You keep mentioning the Unabomber. OP and the original article are talking about the original luddites, a group in the early 1800’s that fought back against poor working conditions (by destroying machinery, etc after discussion got them no where with their employers). The luddites were actually fine with the implementation of machines, and many of them were actually factory machinists themselves, they just wanted better pay and improved and safer working conditions.
Not exactly sure what your point is regarding the unabomber (who is considered a neo-Luddite, not a traditional Luddite). Is it that movements and labels change over time? Because what the unabomber wanted vs what the luddites wanted (almost a full two centuries before the Unabomber), were completely different things.
But even if we’re comparing the Luddite movement within their respective times, you’re taking an extreme example of a mentally ill domestic terrorist and conflating him with the entire Luddite movement, a movement that barely even exists in the 20th/21st century. Luddite is now used pretty casually to describe a technophobe or someone bad with technology. It doesn’t really describe a member of the Luddite movement anymore.
No
It is pejorative in First World also.
I'd say the dominant view is that it is pejorative .
Really, all through collage and career, in the US for last 30 years.
Calling someone a Luddite was an insult, someone that is standing in the way, not smart, desiring to just go live on a farm without any technology because it is all just too complicated.
I've never heard the term used in a positive way.

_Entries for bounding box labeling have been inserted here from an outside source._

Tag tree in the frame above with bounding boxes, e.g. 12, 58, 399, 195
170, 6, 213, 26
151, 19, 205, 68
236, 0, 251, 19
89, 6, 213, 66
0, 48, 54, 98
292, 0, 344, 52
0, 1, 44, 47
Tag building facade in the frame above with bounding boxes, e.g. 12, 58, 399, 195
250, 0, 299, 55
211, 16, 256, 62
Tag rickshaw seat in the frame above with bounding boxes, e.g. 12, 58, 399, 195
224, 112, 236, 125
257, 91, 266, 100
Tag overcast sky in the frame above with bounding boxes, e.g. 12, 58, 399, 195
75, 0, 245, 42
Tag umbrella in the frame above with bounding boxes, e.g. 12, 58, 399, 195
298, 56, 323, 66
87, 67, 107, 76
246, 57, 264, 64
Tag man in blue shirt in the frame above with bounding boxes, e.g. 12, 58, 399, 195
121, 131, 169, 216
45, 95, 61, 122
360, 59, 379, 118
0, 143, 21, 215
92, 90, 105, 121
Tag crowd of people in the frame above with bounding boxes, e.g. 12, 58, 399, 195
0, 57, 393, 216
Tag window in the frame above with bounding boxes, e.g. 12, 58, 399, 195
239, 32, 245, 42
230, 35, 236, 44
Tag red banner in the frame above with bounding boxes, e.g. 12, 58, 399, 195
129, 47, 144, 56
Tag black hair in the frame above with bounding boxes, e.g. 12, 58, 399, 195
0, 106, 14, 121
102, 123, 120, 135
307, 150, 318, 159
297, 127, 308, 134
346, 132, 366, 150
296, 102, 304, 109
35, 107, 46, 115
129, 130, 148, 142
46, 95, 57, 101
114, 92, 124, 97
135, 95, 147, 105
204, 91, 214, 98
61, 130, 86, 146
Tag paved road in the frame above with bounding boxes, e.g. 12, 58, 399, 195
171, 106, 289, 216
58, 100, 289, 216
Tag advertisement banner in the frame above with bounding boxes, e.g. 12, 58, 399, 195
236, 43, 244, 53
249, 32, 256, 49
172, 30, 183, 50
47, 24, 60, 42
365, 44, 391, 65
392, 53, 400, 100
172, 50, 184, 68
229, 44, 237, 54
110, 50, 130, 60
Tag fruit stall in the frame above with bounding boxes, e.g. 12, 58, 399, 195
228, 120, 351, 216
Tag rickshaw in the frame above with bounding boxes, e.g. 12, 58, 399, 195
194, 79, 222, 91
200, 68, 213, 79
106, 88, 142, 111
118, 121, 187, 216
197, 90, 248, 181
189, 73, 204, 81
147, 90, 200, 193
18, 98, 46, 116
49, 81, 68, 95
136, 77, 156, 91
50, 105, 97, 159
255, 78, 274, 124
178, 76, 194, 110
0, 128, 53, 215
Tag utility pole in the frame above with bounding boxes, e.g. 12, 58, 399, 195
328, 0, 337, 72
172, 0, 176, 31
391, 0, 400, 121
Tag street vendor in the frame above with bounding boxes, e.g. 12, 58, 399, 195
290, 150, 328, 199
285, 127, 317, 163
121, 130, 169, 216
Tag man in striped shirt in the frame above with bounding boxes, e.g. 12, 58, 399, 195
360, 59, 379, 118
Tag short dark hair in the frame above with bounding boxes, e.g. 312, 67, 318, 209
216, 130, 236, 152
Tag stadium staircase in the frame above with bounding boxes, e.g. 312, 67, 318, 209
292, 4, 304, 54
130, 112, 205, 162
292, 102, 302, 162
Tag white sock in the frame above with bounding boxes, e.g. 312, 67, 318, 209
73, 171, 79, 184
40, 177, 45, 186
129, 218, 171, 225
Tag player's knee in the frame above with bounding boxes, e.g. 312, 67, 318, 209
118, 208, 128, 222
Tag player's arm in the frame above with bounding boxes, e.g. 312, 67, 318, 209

Not saying this is true of the actual Luddites, just how the term is used in the US.
The sense of the word "luddite" (I guess until this recent rethought) has always been pejorative, and has zero dependency on political ideology. Why even bring it into the conversation, unless you're trying to stir some shit up.
> important parts of production systems and threaten people's lives
Which is fair and proportional if people doing it got their own livelihood threatened by introduction of said systems. Especially in 19th century when not having a work to do meant not having food.
It all depends on who prevails. The american revolution would be viewed through a different lens if the British had won. The french resistance blowing up trains could be considered terrorist acts if ww2 ended differently.
I understand your point of view if you're from a first-world country and you never experienced the terror of having people interfering with the means of production.